Folhas soltas de um diário inexistente (I I) - Desafio

Lembro-me do seu ar distante. Da ausência no metálico da voz. Lembro da dependência que ela tinha com a imagem. Com o que os outros pensavam dela. Com o que diziam. A minha mãe vivia dentro de uma personagem. Da pessoa que pensava que deveria ter sido. Olhava com desprezo para a minha pele morena. Para os traços rudes herdados de meu pai. Olhava com o azul aguado dos seus olhos desprovidos de afecto. Ficava sentada na sua cadeira de palha, fingindo que lia. Indiferente à minha vida, que corria desprendida noutra casa, dentro da nossa.
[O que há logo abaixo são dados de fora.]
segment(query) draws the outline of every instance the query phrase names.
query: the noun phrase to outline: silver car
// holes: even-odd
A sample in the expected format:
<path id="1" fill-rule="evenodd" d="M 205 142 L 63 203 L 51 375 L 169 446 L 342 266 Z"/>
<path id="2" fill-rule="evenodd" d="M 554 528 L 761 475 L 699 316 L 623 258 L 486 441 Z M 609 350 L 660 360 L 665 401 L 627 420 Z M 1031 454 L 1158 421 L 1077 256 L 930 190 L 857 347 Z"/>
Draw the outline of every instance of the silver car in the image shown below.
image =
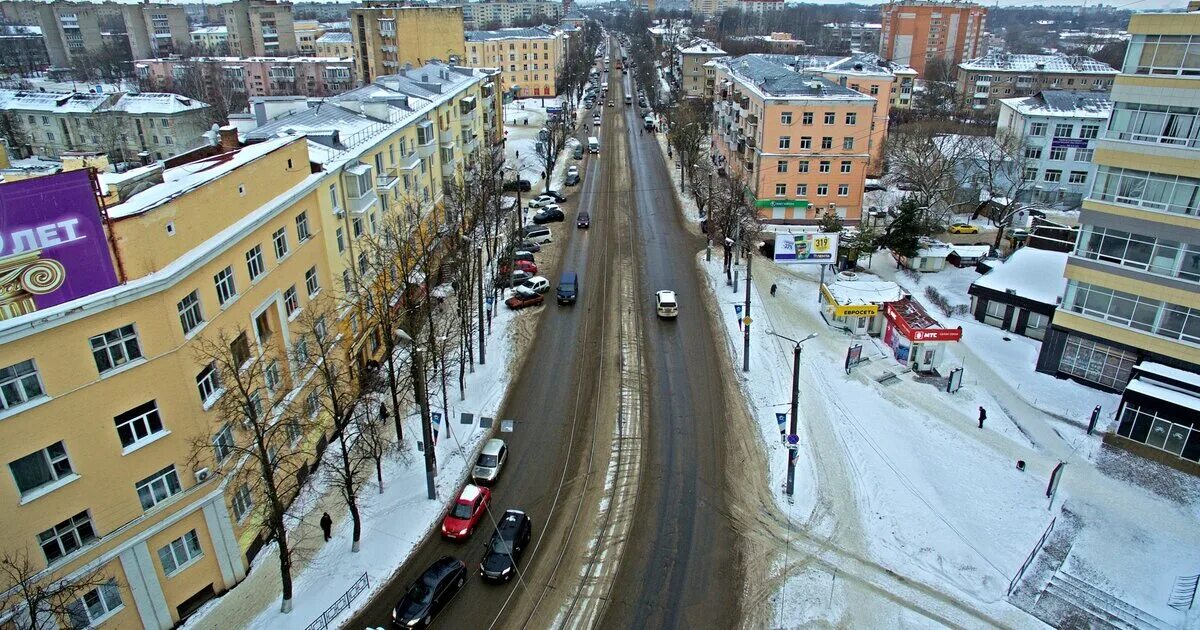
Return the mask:
<path id="1" fill-rule="evenodd" d="M 509 448 L 503 439 L 492 438 L 484 443 L 484 450 L 479 452 L 470 476 L 475 481 L 496 481 L 500 476 L 504 462 L 509 458 Z"/>

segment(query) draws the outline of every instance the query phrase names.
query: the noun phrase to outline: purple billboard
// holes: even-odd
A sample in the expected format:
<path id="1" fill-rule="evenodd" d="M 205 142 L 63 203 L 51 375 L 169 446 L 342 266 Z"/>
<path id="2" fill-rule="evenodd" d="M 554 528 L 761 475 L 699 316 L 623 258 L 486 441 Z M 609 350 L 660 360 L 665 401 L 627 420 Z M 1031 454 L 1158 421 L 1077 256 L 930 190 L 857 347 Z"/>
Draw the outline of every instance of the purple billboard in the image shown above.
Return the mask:
<path id="1" fill-rule="evenodd" d="M 0 319 L 115 286 L 88 170 L 0 184 Z"/>

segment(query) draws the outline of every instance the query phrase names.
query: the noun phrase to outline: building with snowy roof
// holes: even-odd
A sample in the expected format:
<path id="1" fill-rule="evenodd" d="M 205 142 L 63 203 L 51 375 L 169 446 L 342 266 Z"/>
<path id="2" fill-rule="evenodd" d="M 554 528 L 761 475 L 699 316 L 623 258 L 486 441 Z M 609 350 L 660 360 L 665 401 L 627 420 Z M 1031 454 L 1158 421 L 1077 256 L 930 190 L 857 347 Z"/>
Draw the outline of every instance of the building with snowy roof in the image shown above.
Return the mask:
<path id="1" fill-rule="evenodd" d="M 208 103 L 167 92 L 0 90 L 19 157 L 95 151 L 113 162 L 163 160 L 200 143 Z"/>
<path id="2" fill-rule="evenodd" d="M 1117 70 L 1090 56 L 1025 55 L 991 52 L 958 66 L 958 89 L 974 109 L 997 107 L 1001 98 L 1043 90 L 1108 91 Z"/>

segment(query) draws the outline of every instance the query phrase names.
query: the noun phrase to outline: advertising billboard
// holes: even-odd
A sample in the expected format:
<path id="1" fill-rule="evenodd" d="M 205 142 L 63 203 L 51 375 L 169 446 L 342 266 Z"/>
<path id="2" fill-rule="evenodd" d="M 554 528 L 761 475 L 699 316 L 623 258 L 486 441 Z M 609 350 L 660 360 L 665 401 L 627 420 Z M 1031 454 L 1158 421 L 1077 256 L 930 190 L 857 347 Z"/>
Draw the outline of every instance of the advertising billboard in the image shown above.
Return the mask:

A ultima vez que falamos foi dias antes da clandestinidade. Entrei na sala com o saco verde às costas. Ela ergueu os olhos. Pareces o infeliz do teu pai. Serás sempre um infeliz como o teu pai. Não lhe respondi. Entre nós havia apenas laços de silêncio. 

Eu e ela, por diferentes razões, fomos sempre seres destituídos de liberdade, sempre fomos escravos acorrentados às grilhetas dos nossos enganos, dos nossos erros, dos nossos equívocos, das nossas verdades. Nunca desenvolvemos as capacidades necessárias à ‘liberdade de aquiescência’ enunciada por Adriano nas suas memórias descritas por Marguerite Yourcenar (... dispondo-me a considerar um exercício útil os meus anos de dependência, a minha sujeição perdia o que tinha de amargo ou mesmo de indigno. Escolhia o que tinha, obrigando-me apenas a tê-lo totalmente e a apreciá-lo o melhor possível. ...) e assim, sem essa capacidade de escolher o que tínhamos, e de lhe atribuir um valor estimável, nunca fomos capazes de nos aceitar um ao outro nem a nós próprios.

6 comentários:

MMS disse...

Oh Cristina, e não é que também nos cruzámos no aspecto da mãe e do pai nos nossos textos depois da empreitada dos avós do desafio da Isabel? :)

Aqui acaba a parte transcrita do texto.